Using the current matchmaking system to get an even 19x19 game can lead to a disappointing match, as I pointed out in an earlier post. I can be matched with an opponent with the same overall rank as me, but they may not be as good at 19x19 as they are at 9x9. This is especially true at the beginner level. In one case I was matched with an opponent who had never played 19x19 before.

Does everyone really want to “just win”? I often like to play games with an opponent who is slightly better than me, where I am more likely to lose than win.

Ptro · August 26, 2018, 11:45pm

In that specific case, I’m pretty sure that there isn’t a single matchmaking system that could take this situation in consideration. As you same said, your opponent hadn’t played any 19x19 games, so it would not have sufficient data data anyway.

You just ignored what I was referring to. I said that (as even you quote shows) if you show the expected outcome to a player then you are stimulating the player to only engage in matches where his win is expected by a good margin.

DVbS78rkR7NVe · August 26, 2018, 11:52pm

How is it different from current system? All players more or less know whether they’re expected to win or not. We all know that if you take on 5 ranks weaker player, you’re expected to win, if you play 3 ranks weaker, still a good chance to win, etc. Yet a lot of people like and do play even games or games against stronger opponents. On KGS you even can get marked for playing only stronger (while no one cares if you whoop some volunteering weaklings).

Edit: KGS mark explanation for OGS-only people KGS: The Tilde

Ptro · August 26, 2018, 11:55pm

Know more or less is very different from explicit showing the expected outcome of a match.

EDIT: Whoops, misunderstood your KGS example, removing it

DVbS78rkR7NVe · August 27, 2018, 12:11am

Here’s an idea. The problem at the moment is that we can’t compare different pools of players. How about making a big table comparing glicko ratings for each category (like https://senseis.xmp.net/?RankWorldwideComparison). Now we know that for example, 2000 at 19x19 is equal on average 1500 9x9 and is equal 2000 (~3k) overall, on average. So we slap 3k label at all of them. And now when some players have 1500 in 9x9, we show 3k, and it means that these players play on 9x9 like we would expect 3k overall play. While their overall rank maybe 7k, so they’re playing better than expected at 9x9.
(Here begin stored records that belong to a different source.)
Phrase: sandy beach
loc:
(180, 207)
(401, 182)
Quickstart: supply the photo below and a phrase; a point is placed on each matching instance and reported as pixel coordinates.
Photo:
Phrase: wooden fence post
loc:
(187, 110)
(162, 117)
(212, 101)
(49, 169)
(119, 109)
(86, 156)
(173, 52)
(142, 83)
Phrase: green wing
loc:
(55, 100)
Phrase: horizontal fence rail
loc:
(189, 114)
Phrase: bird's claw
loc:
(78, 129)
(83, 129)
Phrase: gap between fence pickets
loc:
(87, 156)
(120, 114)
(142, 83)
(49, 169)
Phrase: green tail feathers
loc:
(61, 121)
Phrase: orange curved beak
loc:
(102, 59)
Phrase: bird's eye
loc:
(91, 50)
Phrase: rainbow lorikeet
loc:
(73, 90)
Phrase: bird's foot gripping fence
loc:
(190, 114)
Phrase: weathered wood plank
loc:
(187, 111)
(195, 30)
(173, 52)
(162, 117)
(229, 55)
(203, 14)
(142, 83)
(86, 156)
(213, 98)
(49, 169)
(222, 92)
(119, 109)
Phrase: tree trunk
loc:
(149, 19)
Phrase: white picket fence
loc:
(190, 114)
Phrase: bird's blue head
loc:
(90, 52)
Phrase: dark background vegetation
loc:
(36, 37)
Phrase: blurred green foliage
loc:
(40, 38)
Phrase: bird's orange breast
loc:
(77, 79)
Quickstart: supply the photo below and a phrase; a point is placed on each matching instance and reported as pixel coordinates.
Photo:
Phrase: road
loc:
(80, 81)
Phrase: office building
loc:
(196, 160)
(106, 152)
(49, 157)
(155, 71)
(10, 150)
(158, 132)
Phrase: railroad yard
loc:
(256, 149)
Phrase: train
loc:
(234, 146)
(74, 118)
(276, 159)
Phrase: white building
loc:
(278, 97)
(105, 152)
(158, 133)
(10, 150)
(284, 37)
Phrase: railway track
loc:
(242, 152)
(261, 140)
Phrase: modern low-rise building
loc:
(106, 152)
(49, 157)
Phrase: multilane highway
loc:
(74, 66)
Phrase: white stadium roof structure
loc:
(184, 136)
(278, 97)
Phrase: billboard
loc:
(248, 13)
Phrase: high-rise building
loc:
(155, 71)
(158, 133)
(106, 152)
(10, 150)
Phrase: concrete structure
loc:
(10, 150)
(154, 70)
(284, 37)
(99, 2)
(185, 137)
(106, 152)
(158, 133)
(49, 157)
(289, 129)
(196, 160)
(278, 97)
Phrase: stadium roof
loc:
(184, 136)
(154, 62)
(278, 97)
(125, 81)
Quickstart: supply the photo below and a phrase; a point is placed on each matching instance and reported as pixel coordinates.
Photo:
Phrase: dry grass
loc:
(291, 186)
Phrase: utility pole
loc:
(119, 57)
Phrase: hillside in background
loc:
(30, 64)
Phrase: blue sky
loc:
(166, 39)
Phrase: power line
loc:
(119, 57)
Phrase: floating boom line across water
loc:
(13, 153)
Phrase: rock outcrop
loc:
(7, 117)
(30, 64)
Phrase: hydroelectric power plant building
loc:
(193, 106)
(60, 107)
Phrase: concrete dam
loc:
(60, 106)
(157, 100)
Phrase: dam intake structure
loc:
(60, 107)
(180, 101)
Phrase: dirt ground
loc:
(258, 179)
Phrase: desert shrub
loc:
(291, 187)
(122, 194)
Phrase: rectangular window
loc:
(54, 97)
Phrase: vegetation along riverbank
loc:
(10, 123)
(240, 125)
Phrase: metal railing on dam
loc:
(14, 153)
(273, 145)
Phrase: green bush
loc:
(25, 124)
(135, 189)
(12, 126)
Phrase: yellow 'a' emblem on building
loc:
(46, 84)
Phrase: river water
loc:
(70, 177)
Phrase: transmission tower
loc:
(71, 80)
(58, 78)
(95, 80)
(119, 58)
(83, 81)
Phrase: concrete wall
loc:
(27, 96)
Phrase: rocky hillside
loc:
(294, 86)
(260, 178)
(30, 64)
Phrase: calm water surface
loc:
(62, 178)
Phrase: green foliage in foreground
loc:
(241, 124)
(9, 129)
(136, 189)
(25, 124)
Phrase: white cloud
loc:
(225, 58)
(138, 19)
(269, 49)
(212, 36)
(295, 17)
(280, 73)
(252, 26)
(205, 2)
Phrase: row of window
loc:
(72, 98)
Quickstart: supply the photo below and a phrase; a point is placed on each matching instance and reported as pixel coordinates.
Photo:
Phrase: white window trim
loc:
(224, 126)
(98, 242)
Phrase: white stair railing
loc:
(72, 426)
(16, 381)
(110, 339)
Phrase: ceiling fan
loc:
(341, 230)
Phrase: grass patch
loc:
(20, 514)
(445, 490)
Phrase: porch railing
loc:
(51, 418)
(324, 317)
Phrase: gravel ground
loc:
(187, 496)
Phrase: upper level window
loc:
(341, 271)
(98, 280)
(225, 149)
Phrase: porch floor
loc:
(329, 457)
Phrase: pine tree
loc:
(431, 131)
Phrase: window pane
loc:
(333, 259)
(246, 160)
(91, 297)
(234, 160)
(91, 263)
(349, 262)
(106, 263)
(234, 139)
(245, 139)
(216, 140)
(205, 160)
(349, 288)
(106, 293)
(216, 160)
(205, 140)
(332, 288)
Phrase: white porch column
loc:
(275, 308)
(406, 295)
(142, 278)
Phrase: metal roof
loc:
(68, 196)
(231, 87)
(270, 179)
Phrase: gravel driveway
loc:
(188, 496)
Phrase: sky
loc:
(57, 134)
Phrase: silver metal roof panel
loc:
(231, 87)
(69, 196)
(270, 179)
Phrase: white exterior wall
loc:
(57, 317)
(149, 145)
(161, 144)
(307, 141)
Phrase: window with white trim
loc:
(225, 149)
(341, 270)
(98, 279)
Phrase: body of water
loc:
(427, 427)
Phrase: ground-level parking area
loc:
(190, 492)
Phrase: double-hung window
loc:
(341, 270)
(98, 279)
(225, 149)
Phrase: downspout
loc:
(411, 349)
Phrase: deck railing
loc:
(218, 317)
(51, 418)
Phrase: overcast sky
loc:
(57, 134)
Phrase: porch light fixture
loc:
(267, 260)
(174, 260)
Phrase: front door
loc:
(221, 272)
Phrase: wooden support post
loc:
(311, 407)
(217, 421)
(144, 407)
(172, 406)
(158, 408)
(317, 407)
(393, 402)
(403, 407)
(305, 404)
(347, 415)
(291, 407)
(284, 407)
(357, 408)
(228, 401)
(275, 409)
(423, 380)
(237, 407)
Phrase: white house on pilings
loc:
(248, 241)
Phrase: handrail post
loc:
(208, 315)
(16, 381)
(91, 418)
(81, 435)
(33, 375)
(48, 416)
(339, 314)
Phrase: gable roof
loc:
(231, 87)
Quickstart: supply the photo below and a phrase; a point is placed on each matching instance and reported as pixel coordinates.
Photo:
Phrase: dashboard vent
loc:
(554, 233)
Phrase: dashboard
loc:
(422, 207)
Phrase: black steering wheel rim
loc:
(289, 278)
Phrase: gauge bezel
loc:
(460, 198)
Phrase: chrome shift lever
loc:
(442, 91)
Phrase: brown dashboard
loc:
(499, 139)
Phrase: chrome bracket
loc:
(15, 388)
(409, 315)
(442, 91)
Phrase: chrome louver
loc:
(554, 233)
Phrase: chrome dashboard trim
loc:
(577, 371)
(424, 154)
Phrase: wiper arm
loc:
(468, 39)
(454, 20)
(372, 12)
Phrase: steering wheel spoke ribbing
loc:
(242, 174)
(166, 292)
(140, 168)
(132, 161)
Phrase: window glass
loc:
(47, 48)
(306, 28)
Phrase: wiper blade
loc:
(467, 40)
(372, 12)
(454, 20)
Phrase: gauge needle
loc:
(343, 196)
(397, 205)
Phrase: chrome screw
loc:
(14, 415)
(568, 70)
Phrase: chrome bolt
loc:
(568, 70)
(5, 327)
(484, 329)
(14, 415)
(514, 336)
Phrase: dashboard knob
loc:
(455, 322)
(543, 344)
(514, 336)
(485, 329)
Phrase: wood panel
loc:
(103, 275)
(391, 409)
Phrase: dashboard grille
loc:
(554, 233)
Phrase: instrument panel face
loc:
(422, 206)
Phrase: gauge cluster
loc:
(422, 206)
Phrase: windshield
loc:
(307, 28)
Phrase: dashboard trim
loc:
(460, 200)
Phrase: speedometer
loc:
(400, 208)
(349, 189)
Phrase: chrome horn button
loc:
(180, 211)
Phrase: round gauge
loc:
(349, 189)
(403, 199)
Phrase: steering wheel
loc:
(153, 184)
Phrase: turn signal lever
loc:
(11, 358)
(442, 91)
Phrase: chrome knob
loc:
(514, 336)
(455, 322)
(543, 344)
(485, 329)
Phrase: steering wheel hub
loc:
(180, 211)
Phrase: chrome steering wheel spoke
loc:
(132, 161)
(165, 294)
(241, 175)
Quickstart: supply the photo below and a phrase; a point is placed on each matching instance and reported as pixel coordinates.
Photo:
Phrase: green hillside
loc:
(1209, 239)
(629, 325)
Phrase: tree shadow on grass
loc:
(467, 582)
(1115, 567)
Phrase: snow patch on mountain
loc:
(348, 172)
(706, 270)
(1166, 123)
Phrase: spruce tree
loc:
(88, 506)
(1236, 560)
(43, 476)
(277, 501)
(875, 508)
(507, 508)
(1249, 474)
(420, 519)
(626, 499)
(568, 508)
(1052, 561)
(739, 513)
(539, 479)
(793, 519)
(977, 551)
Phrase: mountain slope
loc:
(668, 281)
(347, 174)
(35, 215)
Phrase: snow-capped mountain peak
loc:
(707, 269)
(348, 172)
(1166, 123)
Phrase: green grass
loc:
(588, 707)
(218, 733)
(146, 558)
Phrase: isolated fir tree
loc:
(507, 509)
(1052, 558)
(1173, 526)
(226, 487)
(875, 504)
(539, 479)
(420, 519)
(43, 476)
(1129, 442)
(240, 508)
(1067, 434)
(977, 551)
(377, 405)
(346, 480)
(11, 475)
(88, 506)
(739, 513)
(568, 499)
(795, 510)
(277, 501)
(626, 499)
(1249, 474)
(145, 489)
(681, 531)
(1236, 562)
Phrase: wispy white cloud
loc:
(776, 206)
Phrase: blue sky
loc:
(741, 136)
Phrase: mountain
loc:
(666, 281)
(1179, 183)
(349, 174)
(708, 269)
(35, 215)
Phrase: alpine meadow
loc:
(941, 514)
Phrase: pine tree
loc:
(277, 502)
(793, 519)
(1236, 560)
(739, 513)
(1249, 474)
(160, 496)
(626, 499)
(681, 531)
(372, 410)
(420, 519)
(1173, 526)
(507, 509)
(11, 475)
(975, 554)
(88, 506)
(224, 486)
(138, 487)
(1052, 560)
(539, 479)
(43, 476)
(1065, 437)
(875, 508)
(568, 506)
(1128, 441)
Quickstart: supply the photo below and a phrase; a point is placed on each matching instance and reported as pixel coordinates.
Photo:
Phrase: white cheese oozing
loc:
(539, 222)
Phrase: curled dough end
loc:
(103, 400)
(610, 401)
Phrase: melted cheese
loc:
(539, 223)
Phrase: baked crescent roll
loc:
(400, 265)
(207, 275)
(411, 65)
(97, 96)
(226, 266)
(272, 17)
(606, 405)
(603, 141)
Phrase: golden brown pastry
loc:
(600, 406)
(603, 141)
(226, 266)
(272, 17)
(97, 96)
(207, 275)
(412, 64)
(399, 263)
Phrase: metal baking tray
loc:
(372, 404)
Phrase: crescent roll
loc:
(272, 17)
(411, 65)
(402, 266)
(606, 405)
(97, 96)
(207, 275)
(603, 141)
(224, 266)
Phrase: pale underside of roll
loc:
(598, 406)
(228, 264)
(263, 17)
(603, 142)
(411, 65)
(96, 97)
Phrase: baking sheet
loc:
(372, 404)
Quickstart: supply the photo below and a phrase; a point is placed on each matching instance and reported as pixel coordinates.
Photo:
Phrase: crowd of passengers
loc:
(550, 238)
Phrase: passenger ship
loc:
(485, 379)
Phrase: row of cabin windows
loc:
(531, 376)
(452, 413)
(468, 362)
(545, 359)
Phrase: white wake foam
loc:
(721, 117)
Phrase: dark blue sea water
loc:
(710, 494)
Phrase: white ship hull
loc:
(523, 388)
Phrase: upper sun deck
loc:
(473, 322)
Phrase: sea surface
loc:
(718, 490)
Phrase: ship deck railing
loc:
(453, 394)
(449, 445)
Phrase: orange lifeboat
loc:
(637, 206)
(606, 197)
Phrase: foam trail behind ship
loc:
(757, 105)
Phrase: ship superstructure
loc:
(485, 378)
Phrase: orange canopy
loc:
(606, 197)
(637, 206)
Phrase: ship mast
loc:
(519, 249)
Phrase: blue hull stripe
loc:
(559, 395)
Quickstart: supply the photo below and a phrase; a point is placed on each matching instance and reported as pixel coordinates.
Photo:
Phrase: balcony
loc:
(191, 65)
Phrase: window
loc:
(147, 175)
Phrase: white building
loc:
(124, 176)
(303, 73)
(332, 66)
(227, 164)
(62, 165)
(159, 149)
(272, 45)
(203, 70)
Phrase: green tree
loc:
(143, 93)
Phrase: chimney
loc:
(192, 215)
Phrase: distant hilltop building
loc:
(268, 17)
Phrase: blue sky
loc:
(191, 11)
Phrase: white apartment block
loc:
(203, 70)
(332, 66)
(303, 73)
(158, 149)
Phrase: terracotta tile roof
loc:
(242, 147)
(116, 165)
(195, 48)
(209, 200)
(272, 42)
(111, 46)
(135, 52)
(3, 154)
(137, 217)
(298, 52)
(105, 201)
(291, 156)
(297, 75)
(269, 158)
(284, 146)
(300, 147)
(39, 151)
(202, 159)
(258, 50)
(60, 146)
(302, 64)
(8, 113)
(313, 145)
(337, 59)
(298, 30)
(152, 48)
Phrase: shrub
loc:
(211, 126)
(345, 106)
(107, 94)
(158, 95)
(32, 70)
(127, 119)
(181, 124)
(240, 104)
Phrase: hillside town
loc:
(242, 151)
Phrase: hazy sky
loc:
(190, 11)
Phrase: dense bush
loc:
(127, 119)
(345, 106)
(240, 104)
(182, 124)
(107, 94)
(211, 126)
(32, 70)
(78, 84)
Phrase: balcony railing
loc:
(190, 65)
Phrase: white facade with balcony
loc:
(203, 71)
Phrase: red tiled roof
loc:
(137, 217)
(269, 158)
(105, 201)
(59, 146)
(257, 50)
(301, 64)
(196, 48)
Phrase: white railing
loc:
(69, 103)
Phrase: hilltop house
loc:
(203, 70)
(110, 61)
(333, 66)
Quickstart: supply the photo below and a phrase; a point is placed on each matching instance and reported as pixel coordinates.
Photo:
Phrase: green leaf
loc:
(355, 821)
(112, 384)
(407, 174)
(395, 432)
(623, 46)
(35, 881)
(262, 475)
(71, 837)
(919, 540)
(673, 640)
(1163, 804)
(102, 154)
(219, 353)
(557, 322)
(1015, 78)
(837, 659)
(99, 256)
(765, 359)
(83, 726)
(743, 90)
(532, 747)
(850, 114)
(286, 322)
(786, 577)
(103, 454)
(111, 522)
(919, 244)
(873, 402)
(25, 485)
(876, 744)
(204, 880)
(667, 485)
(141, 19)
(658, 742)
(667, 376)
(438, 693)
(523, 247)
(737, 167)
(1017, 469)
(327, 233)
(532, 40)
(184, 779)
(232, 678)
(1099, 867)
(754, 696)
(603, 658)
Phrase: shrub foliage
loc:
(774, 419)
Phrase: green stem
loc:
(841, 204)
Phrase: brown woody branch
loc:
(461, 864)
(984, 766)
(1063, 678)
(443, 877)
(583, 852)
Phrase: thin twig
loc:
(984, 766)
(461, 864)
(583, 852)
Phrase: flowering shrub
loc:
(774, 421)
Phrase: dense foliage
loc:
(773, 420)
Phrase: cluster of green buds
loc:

Does that make sense for anyone?

opuss · August 27, 2018, 12:13am

Correct. The point I was making was that 19x19 and 9x9 ranks may differ, especially at the beginner level. In these cases using the 19x19 rank would lead to a better match than using the overall rank.

HHG · April 25, 2020, 1:23pm

Um, side note: your quote regarding Ptro didn’t show up as a quote; you used [quote="Ptro’], interchanging between the " and the ’ symbols.